データと情報はこう違う

わたしの先輩にあたる建築家が、ある時、海外出張から帰ってきてこうつぶやいた。「商社さんって、情報はたくさん持ってるけれど、データは持っていないんだね。」

ふつう建築家というのは、顧客からの漠としたニーズをきいたら、すぐ自分の“感性”で建物のデザインに走る人たちだ。でも、この人は少し違っている。デザイン的にも優れた感性の持ち主なのだが、「設計するときには、なぜそういう設計でなければならないのか、説明できる論理が必要」と、日頃から主張されている。つまり、論理に裏付けられた『設計思想』を、まず文章(あるいは絵で)つくる人なのである。

この人が、中国のある都市で計画を立てることになった。産業化を軸とした都市計画だが、広いエリアなので自由度がある。そこで、この地域はどのような産業に発展のポテンシャルがあるかを、まず考えてみたらしい。都市なので第一次産業主体ではないし、第三次産業(サービス系)が主役になるにはまだ都市の発展段階から見て時間がかかる。当然、製造業が中心になるだろう。そこに、米国のIT企業が進出して、一大製造拠点を設立中という情報が出てきた。現地の理工系大学とも提携するらしい。電子分野を中心としたハイテク産業がこれから伸びるのではないか、そんな観測が飛び交った。

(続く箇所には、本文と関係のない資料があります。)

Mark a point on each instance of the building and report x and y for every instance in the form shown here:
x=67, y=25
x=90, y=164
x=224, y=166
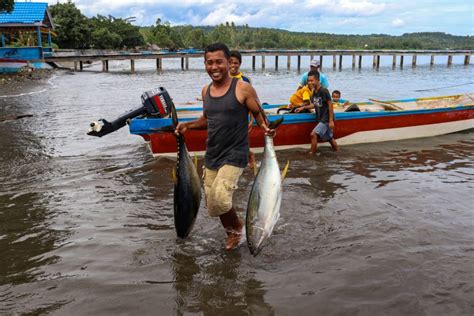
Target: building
x=25, y=36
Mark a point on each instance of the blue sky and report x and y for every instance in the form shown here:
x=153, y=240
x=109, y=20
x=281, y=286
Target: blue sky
x=336, y=16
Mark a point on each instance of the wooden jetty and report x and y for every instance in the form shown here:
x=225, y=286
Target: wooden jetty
x=79, y=57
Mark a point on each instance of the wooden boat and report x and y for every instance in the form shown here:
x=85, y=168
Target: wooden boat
x=377, y=121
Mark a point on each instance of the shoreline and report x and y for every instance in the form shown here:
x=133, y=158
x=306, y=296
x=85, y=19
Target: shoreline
x=25, y=81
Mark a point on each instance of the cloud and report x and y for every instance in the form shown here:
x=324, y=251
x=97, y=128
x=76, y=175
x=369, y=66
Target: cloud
x=398, y=23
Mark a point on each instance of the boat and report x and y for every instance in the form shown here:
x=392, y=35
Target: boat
x=376, y=121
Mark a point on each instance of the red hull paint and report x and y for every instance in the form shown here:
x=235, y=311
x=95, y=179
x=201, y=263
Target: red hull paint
x=299, y=134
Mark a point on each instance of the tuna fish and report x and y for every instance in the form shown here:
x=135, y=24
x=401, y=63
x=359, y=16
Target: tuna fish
x=187, y=186
x=263, y=210
x=187, y=191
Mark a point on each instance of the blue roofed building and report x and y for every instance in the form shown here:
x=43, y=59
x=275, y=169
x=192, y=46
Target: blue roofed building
x=25, y=36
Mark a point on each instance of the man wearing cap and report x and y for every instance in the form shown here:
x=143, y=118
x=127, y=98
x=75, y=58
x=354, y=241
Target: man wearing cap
x=314, y=65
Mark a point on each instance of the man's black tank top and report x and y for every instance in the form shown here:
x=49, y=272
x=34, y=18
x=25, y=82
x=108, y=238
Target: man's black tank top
x=227, y=134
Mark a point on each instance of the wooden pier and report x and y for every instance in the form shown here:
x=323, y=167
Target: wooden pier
x=79, y=57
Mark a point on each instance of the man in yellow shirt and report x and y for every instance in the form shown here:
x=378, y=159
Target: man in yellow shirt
x=235, y=62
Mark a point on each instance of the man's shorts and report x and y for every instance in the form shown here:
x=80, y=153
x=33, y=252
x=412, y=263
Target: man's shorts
x=324, y=132
x=219, y=186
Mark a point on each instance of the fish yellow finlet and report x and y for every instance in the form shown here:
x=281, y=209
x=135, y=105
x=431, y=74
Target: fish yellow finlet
x=285, y=170
x=173, y=175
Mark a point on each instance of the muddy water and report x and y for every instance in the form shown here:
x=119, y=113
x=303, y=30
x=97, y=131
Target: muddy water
x=86, y=224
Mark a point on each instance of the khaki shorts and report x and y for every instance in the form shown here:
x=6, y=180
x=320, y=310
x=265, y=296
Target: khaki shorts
x=219, y=186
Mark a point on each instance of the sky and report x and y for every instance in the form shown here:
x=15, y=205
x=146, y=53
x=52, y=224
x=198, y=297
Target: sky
x=393, y=17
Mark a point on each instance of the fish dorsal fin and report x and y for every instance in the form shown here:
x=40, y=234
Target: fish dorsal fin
x=254, y=167
x=285, y=170
x=173, y=175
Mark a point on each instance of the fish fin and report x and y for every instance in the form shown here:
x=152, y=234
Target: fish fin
x=285, y=170
x=276, y=123
x=173, y=175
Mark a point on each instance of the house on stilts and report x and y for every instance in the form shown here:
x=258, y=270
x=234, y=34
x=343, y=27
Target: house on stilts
x=25, y=37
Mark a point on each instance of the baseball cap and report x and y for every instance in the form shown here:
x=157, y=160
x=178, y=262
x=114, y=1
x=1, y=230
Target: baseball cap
x=314, y=63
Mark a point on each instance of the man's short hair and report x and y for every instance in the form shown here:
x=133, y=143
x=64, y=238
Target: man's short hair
x=314, y=63
x=236, y=54
x=214, y=47
x=314, y=73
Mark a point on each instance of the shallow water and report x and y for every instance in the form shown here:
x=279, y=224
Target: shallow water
x=86, y=224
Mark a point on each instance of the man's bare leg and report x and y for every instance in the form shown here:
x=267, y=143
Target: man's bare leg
x=233, y=227
x=314, y=143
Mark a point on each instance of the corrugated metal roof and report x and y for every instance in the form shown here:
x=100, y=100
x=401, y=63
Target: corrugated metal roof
x=26, y=13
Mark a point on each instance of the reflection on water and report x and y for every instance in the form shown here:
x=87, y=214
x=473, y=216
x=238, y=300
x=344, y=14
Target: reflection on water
x=215, y=284
x=86, y=224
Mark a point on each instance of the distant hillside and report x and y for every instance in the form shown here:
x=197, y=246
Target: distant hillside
x=245, y=37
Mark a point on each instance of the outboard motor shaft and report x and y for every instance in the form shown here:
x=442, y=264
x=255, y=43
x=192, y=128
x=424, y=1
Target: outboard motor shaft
x=155, y=103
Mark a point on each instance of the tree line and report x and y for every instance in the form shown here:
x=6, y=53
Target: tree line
x=77, y=31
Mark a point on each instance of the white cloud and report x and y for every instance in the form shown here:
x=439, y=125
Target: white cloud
x=398, y=22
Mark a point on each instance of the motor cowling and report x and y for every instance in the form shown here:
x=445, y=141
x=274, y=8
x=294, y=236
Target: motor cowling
x=155, y=103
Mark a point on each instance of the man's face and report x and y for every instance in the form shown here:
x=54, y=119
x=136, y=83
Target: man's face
x=312, y=82
x=234, y=66
x=217, y=65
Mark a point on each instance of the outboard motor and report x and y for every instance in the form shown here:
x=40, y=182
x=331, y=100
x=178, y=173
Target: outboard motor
x=155, y=103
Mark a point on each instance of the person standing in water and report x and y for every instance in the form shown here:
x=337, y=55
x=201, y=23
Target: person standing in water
x=235, y=72
x=226, y=104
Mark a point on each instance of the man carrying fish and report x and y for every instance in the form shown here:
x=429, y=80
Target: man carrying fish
x=226, y=104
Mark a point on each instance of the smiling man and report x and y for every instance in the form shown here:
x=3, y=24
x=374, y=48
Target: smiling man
x=227, y=102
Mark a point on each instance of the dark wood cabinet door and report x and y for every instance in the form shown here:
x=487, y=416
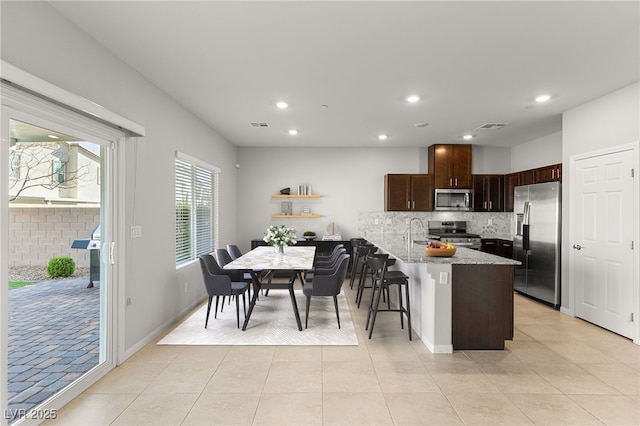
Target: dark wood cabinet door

ところが、出張先で現地を歩き、日系の商社と話してきたその建築家は、浮かない顔をしていうのである。「どこの企業がどの地区に進出を計画しているとか、市で権力を握っているのは書記の誰だとか、商社はそうした情報はたしかに詳しい。でも、この地域がどういう人口構成になっている、どんな産業がどれぐらいの比率で地域経済に貢献している、そういった話になると感覚論しか出てこない。そういう目でデータを集めていないみたいですね。」

この人が興味を持っているのは、その都市が本当に知識産業を柱に発展できるのか、そうだとしたら、新たに開発する地区にどういう空間構造を作ることが望ましいかか、だった。製鉄所や石油コンビナートと違い、知識産業では働く場所の人口密度が三次元的に高い。そこにどんな動線の軸が必要になるか、また人と人との「出会いの場」をどう空間的に生みだすか(これがアイデアの創発にはたいへん重要となる)がポイントになる。しかし、そもそも、そんな産業を期待していいのか? つまり、「その市の知的ポテンシャルの高さを知りたい」--これが彼の問題意識なのだが、たしかに難問である。

そこで、わたしはその人と連れだって、マーケティング・データバンクを訪問し、所蔵する関連資料を片端から借り出して目を通すことにした。(ちなみにマーケティング・データバンクというのは日本能率協会がやっているサービスで、マーケティングに関連する各種統計・白書・調査報告・新聞雑誌記事等々を所蔵するとともに、会員企業が「今後5年間の燃料電池の市場規模を知りたい」とか調査員に質問を出すと、短期間の内に関連資料を並べて教えてくれるという便利な仕組みである)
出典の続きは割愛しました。